Besonders hervorzuheben ist die sexistische Gewalt, welcher Aktivistinnen* ausgesetzt waren. Während den Verhaftungen wurde trotz lautstarker Aufforderungen deren Recht missachtet, ausschliesslich von Polizistinnen* angefasst und abgeführt zu werden. Die Polizist*innen machten sich anschliessend einen Spass daraus, deren Geschlecht mit Ausdrücken wie «Mannsweib» oder «Weiblein» zu «erraten». Bei den Leibesvisitationen fielen wiederholt abfällige Bemerkungen über den Körper der Verhafteten; eine Aktivistin wurde gar mehrfach als «Fotze» beleidigt. Des Weiteren wurden Aktivistinnen*, die während ihrer Haft ihre Periode hatten, Hygieneartikel verwehrt. Erst unter Androhung, die Wände der Zelle mit Blut zu beschmieren, wurden diese zähneknirschend ausgehändigt.

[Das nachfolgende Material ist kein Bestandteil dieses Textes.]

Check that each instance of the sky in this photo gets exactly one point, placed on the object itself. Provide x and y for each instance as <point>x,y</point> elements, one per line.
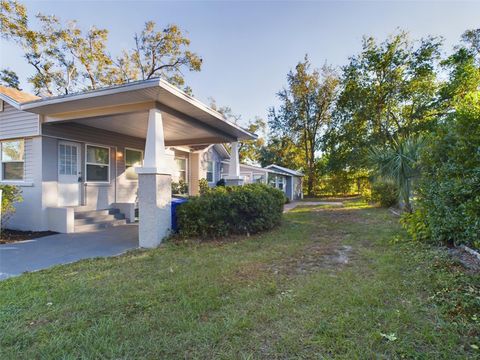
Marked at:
<point>248,47</point>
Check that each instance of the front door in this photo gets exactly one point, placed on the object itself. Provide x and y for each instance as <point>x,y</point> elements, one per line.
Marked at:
<point>68,173</point>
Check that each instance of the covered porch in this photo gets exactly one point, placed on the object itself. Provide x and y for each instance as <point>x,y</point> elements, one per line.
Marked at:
<point>154,116</point>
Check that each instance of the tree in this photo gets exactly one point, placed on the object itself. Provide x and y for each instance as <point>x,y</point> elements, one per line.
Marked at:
<point>66,59</point>
<point>9,78</point>
<point>281,151</point>
<point>388,91</point>
<point>305,111</point>
<point>398,162</point>
<point>249,150</point>
<point>448,206</point>
<point>163,54</point>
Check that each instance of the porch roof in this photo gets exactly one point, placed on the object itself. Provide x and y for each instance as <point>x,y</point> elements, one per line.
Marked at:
<point>124,109</point>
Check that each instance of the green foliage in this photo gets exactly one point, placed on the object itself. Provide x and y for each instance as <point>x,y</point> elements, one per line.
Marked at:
<point>66,59</point>
<point>203,185</point>
<point>9,78</point>
<point>179,188</point>
<point>281,151</point>
<point>228,210</point>
<point>449,193</point>
<point>397,162</point>
<point>10,196</point>
<point>414,224</point>
<point>385,193</point>
<point>388,91</point>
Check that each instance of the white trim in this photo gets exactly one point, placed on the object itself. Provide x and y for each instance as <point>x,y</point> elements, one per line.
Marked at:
<point>86,163</point>
<point>213,172</point>
<point>79,157</point>
<point>125,160</point>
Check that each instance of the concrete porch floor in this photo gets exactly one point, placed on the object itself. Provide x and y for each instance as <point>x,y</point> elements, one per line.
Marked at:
<point>48,251</point>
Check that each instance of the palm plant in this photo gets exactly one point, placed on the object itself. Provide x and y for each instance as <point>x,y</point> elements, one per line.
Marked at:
<point>398,162</point>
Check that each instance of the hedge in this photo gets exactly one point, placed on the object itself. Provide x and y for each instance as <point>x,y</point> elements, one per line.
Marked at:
<point>10,196</point>
<point>228,210</point>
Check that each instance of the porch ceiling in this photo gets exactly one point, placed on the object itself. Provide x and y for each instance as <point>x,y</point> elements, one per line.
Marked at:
<point>177,130</point>
<point>124,109</point>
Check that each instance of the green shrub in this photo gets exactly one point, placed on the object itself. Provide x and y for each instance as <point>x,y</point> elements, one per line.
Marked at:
<point>229,210</point>
<point>449,190</point>
<point>415,225</point>
<point>203,186</point>
<point>384,193</point>
<point>10,195</point>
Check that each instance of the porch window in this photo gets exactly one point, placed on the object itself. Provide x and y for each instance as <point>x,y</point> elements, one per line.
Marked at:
<point>210,171</point>
<point>280,182</point>
<point>133,159</point>
<point>13,160</point>
<point>98,163</point>
<point>258,178</point>
<point>182,169</point>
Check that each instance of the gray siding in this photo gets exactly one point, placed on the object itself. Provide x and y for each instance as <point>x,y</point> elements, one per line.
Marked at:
<point>95,196</point>
<point>17,124</point>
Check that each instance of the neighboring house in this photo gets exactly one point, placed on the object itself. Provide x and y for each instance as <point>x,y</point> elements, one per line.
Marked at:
<point>77,157</point>
<point>287,180</point>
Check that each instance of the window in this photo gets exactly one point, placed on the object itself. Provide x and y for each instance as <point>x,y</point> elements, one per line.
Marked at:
<point>210,171</point>
<point>258,178</point>
<point>67,159</point>
<point>182,169</point>
<point>280,182</point>
<point>13,158</point>
<point>133,159</point>
<point>272,179</point>
<point>98,163</point>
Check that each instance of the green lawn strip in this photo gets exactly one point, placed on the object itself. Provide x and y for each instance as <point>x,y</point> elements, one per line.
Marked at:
<point>223,300</point>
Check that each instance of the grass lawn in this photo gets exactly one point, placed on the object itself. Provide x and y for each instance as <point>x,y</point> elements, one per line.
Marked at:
<point>328,283</point>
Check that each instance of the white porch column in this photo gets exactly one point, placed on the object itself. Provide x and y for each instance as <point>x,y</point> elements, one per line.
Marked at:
<point>233,177</point>
<point>155,185</point>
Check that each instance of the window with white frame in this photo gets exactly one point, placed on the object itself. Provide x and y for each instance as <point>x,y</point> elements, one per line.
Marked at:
<point>13,160</point>
<point>97,163</point>
<point>210,171</point>
<point>258,178</point>
<point>280,182</point>
<point>133,159</point>
<point>67,159</point>
<point>181,168</point>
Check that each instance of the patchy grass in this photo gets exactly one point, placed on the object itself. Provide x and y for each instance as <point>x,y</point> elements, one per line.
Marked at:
<point>330,282</point>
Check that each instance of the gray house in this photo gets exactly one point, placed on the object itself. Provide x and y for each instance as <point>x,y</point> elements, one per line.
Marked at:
<point>86,161</point>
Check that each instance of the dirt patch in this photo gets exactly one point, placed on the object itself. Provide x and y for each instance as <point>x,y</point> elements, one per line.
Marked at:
<point>314,258</point>
<point>10,236</point>
<point>468,261</point>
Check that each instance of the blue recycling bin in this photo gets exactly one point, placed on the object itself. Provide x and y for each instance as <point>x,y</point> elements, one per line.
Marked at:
<point>175,203</point>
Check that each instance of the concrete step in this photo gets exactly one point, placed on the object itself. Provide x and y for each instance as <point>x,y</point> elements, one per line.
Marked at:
<point>95,213</point>
<point>100,218</point>
<point>98,225</point>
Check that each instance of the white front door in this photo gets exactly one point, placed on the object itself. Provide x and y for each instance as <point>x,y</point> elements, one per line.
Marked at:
<point>68,173</point>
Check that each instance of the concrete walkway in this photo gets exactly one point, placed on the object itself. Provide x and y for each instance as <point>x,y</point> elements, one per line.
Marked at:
<point>294,204</point>
<point>47,251</point>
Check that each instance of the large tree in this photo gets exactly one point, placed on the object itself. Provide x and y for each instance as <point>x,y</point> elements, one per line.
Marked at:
<point>305,110</point>
<point>388,91</point>
<point>66,59</point>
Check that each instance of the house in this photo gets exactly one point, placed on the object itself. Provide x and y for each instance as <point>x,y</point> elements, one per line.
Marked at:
<point>89,160</point>
<point>216,160</point>
<point>78,157</point>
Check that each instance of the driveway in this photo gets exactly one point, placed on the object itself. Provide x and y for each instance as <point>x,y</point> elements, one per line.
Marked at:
<point>48,251</point>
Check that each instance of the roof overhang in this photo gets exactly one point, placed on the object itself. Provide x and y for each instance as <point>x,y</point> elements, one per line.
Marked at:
<point>136,98</point>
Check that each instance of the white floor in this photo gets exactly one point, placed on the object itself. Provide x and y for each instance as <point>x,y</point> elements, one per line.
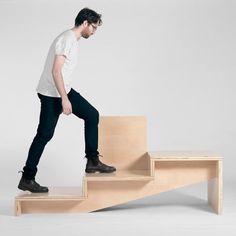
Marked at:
<point>180,212</point>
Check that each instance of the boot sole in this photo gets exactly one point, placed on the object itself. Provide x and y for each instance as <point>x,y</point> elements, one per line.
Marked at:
<point>23,188</point>
<point>100,171</point>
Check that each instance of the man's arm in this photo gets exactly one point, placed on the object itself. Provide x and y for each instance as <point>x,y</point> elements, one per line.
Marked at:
<point>58,79</point>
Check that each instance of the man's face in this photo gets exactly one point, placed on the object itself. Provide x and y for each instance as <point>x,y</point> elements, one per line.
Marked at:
<point>89,29</point>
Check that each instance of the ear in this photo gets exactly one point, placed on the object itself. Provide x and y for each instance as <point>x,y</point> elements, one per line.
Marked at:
<point>85,23</point>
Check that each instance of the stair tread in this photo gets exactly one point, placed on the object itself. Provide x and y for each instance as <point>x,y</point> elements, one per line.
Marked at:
<point>120,175</point>
<point>191,155</point>
<point>54,193</point>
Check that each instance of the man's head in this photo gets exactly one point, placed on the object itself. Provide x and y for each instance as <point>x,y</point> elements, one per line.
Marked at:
<point>88,20</point>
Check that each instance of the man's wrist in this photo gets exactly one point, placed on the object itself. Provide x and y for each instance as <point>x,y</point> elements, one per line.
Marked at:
<point>64,97</point>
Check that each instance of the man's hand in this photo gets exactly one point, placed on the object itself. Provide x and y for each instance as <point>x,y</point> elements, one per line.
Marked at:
<point>66,106</point>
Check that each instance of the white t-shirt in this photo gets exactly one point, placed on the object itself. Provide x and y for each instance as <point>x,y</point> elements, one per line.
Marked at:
<point>65,44</point>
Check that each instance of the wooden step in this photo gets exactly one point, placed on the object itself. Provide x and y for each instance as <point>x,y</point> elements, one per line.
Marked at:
<point>183,155</point>
<point>120,175</point>
<point>55,193</point>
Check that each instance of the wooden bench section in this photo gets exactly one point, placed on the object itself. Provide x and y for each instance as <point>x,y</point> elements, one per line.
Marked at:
<point>123,143</point>
<point>179,168</point>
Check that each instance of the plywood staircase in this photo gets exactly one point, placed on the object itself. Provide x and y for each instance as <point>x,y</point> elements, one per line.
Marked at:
<point>123,143</point>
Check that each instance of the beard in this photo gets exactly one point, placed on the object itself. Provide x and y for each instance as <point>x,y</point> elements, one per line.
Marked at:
<point>85,35</point>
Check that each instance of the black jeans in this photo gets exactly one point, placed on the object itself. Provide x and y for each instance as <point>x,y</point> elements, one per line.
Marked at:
<point>51,109</point>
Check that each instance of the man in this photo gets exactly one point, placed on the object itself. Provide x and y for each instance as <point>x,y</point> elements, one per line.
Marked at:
<point>57,96</point>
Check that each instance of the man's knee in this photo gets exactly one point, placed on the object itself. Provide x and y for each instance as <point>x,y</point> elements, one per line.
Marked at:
<point>94,116</point>
<point>44,137</point>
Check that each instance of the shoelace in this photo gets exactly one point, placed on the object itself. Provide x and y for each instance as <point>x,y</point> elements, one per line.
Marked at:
<point>97,155</point>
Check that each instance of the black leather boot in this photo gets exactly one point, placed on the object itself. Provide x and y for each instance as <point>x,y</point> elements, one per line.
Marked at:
<point>31,185</point>
<point>94,164</point>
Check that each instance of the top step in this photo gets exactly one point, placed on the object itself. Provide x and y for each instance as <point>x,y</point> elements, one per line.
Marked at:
<point>184,155</point>
<point>121,175</point>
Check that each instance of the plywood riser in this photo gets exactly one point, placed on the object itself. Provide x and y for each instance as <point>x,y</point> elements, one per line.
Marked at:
<point>169,175</point>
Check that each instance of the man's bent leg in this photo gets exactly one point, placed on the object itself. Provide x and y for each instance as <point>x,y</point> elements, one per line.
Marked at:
<point>84,110</point>
<point>49,114</point>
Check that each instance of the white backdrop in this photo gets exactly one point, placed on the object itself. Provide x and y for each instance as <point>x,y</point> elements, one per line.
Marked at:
<point>172,61</point>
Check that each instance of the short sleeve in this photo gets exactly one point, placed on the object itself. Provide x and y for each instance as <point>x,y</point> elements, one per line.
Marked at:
<point>63,46</point>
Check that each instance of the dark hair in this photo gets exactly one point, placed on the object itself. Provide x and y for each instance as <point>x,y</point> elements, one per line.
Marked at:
<point>89,15</point>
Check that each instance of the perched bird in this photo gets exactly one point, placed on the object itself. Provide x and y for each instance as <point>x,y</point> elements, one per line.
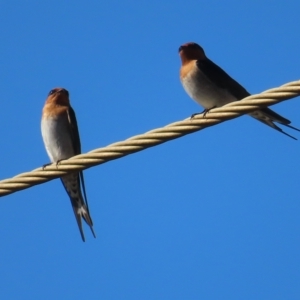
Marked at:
<point>211,87</point>
<point>61,139</point>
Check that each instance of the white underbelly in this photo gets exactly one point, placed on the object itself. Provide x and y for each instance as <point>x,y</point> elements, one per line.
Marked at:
<point>208,94</point>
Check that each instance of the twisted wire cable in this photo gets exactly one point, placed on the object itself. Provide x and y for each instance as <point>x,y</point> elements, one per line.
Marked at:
<point>150,138</point>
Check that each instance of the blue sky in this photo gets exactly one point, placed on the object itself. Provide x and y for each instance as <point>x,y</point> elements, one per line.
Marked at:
<point>213,215</point>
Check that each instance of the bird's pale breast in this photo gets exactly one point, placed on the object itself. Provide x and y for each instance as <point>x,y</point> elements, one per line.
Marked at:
<point>57,138</point>
<point>203,91</point>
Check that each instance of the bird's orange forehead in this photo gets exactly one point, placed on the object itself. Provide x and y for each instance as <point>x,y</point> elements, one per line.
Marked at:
<point>58,96</point>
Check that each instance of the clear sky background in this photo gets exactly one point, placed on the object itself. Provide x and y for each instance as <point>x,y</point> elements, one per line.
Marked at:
<point>213,215</point>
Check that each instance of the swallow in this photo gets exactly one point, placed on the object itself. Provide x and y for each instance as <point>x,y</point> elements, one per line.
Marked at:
<point>61,138</point>
<point>210,86</point>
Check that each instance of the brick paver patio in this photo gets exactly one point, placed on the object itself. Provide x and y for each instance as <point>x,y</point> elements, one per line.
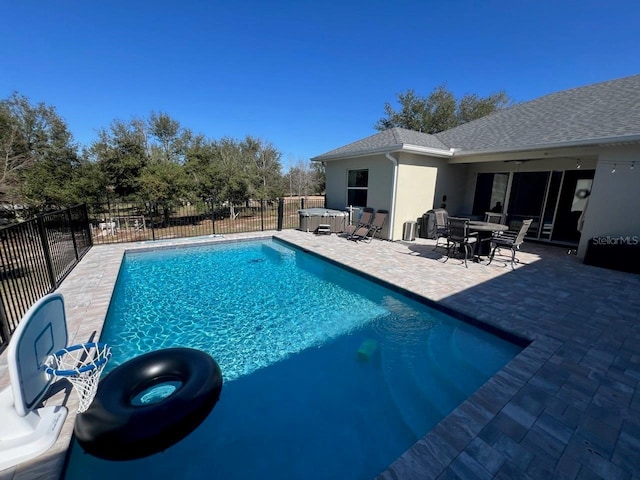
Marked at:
<point>567,407</point>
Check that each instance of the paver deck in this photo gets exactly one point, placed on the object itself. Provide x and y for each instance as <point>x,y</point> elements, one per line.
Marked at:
<point>567,407</point>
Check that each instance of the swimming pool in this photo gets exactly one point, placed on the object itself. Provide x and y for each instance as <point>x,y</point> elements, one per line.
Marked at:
<point>327,375</point>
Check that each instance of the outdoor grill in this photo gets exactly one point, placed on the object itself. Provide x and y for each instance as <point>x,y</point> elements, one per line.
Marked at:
<point>312,218</point>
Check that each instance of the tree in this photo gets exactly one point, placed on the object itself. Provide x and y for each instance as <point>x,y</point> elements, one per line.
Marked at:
<point>440,110</point>
<point>39,157</point>
<point>121,152</point>
<point>171,137</point>
<point>305,179</point>
<point>265,167</point>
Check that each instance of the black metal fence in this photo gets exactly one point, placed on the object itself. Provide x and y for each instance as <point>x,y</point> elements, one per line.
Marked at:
<point>35,256</point>
<point>130,222</point>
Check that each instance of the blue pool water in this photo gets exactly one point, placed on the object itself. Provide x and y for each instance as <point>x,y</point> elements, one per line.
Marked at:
<point>326,375</point>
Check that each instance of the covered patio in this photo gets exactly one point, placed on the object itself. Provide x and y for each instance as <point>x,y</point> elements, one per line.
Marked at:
<point>567,407</point>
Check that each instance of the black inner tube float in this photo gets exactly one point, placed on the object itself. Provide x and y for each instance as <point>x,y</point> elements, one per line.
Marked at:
<point>149,403</point>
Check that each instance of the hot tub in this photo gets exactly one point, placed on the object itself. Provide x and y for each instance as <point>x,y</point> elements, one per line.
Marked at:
<point>312,218</point>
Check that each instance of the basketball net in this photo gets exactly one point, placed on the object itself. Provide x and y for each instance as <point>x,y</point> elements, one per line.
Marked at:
<point>82,366</point>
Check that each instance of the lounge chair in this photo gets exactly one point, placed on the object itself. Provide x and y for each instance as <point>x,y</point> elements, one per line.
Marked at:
<point>511,242</point>
<point>442,228</point>
<point>366,233</point>
<point>364,221</point>
<point>460,239</point>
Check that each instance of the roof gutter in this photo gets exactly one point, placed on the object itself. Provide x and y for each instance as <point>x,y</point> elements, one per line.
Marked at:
<point>392,212</point>
<point>434,152</point>
<point>594,142</point>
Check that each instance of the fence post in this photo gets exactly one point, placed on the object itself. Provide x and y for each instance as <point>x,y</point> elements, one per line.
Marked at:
<point>280,213</point>
<point>213,217</point>
<point>5,332</point>
<point>73,234</point>
<point>46,250</point>
<point>151,212</point>
<point>86,226</point>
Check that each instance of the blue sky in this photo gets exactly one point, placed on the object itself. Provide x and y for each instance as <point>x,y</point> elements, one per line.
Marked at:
<point>307,76</point>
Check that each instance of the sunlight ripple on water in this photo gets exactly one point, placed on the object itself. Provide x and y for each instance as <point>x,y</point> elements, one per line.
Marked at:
<point>274,308</point>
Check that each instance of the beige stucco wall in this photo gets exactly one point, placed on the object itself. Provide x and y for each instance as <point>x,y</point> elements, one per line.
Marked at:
<point>421,183</point>
<point>614,204</point>
<point>414,196</point>
<point>542,165</point>
<point>380,184</point>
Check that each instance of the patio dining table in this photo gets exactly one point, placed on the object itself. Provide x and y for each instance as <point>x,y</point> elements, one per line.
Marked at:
<point>485,230</point>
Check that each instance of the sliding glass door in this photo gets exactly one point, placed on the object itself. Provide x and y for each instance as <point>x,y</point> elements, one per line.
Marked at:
<point>553,199</point>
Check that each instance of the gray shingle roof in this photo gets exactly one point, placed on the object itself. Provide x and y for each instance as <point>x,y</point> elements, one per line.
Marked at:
<point>604,110</point>
<point>607,111</point>
<point>387,140</point>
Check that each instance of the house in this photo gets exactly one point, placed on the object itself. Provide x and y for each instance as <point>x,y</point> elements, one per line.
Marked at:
<point>545,159</point>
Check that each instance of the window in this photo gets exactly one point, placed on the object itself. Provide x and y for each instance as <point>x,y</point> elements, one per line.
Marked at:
<point>357,186</point>
<point>491,190</point>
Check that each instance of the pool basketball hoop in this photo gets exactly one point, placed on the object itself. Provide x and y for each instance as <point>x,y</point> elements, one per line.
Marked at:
<point>81,365</point>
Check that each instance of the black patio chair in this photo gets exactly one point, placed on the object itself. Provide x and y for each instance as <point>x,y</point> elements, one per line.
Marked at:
<point>459,239</point>
<point>492,217</point>
<point>363,222</point>
<point>512,242</point>
<point>442,227</point>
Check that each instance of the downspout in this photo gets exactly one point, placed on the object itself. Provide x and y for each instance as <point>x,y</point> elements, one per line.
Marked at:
<point>392,212</point>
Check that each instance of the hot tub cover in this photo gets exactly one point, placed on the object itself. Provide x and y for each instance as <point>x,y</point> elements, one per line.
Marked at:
<point>321,212</point>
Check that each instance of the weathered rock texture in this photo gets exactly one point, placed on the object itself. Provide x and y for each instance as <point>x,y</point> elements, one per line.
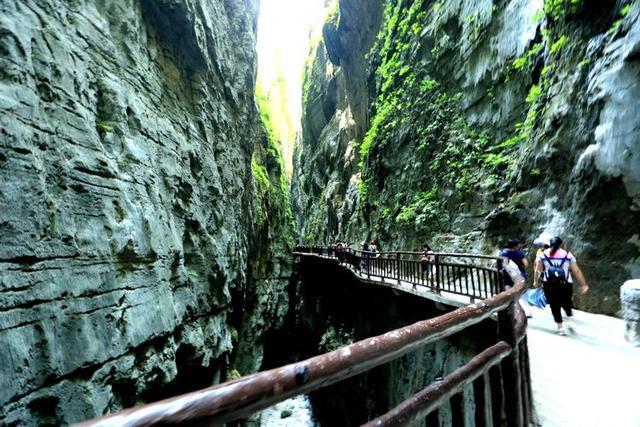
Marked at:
<point>134,254</point>
<point>485,120</point>
<point>334,309</point>
<point>630,298</point>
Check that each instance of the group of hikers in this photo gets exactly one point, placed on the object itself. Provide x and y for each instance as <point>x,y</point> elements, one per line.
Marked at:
<point>554,271</point>
<point>554,268</point>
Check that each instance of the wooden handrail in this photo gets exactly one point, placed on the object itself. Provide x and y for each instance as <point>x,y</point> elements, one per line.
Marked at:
<point>242,397</point>
<point>431,397</point>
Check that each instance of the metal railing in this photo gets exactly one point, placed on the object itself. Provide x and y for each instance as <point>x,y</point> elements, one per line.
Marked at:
<point>475,276</point>
<point>504,365</point>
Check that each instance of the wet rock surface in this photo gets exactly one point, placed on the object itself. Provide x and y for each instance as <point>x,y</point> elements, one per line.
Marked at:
<point>630,298</point>
<point>128,233</point>
<point>483,122</point>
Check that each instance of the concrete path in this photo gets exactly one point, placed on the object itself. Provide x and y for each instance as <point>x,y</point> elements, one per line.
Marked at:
<point>587,379</point>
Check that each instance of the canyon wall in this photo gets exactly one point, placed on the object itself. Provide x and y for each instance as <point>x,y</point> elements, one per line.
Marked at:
<point>463,124</point>
<point>144,224</point>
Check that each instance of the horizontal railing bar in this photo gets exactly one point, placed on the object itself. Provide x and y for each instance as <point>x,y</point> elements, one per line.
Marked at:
<point>448,264</point>
<point>430,398</point>
<point>442,254</point>
<point>240,398</point>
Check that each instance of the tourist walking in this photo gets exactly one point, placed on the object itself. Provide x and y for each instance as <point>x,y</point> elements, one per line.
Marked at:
<point>515,254</point>
<point>557,268</point>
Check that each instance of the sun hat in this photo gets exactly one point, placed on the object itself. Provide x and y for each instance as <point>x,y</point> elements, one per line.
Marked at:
<point>542,240</point>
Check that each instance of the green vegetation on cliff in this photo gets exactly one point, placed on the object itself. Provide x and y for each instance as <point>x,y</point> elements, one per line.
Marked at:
<point>454,157</point>
<point>270,182</point>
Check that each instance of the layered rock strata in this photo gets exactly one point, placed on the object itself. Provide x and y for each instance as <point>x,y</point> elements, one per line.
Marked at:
<point>485,120</point>
<point>138,250</point>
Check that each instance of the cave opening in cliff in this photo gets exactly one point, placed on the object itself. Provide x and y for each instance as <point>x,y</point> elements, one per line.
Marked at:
<point>286,30</point>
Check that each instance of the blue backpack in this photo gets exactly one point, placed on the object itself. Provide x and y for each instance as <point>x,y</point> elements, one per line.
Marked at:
<point>555,273</point>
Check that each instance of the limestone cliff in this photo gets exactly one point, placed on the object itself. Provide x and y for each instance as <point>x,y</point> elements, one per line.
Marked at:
<point>143,224</point>
<point>465,123</point>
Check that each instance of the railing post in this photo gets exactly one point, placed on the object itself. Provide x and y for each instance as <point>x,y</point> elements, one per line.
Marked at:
<point>510,365</point>
<point>436,281</point>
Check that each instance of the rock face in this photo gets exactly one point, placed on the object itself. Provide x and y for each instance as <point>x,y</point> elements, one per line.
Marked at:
<point>463,124</point>
<point>630,298</point>
<point>139,250</point>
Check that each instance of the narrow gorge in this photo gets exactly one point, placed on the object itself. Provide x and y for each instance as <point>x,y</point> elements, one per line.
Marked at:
<point>464,124</point>
<point>147,219</point>
<point>145,231</point>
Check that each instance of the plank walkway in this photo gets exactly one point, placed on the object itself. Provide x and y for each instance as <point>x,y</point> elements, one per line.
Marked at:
<point>586,379</point>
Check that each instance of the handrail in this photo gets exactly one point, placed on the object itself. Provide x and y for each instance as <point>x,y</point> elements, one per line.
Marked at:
<point>465,277</point>
<point>431,397</point>
<point>239,398</point>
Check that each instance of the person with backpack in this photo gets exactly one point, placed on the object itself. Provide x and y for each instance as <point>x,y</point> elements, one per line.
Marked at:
<point>557,267</point>
<point>515,254</point>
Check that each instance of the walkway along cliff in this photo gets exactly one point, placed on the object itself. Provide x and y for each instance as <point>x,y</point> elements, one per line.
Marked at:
<point>497,377</point>
<point>465,123</point>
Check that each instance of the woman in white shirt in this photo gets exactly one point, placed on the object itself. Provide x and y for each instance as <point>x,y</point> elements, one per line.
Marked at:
<point>557,268</point>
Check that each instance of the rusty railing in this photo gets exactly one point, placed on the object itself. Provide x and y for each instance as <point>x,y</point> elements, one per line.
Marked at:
<point>475,276</point>
<point>503,366</point>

Die mindestens 48 Stunden Haft, welche die Staatsanwaltschaft für alle Verhafteten anordnete, sollten absichtlich eine psychologische Zermürbung darstellen. Obwohl die Zellen des «Propog» (seit 28 Jahren als «provisorisch» bezeichnetes Polizeigefängnis auf der Kaserne, das bereits mehrmals von der Nationalen Kommission zur Verhütung von Folter gerügt[2] wurde) für zwei Personen ausgerichtet sind, wurden die Aktivist*innen grossmehrheitlich isoliert eingesperrt. Ohne Kontakte zur Aussenwelt durfte die Zelle nur ein einziges Mal für eine Stunde im sogenannten «Spazierhof» verlassen werden. Die Uhrzeit sei für Häftlinge «nicht von Belang» und die Möglichkeit zu duschen wie auch Stift und Papier wurden ebenfalls oft verwehrt. Das ohnehin karge Essen war für Menschen, die sich laktosefrei, vegan, vegetarisch oder glutenfrei ernähren (müssen), nicht geeignet und wurde auch auf mehrfache Nachfragen nicht angepasst. Besonders krass sind die Fälle, in denen den Gefangenen eine medizinische Versorgung verweigert wurde – die Wärter*innen konnten sich beispielsweise nicht einmal dazu aufraffen, Medikamente aus dem Gepäck eines Gefangenen zu holen und ein weiterer Aktivist musste einen ganzen Tag auf den Gefängnisarzt warten.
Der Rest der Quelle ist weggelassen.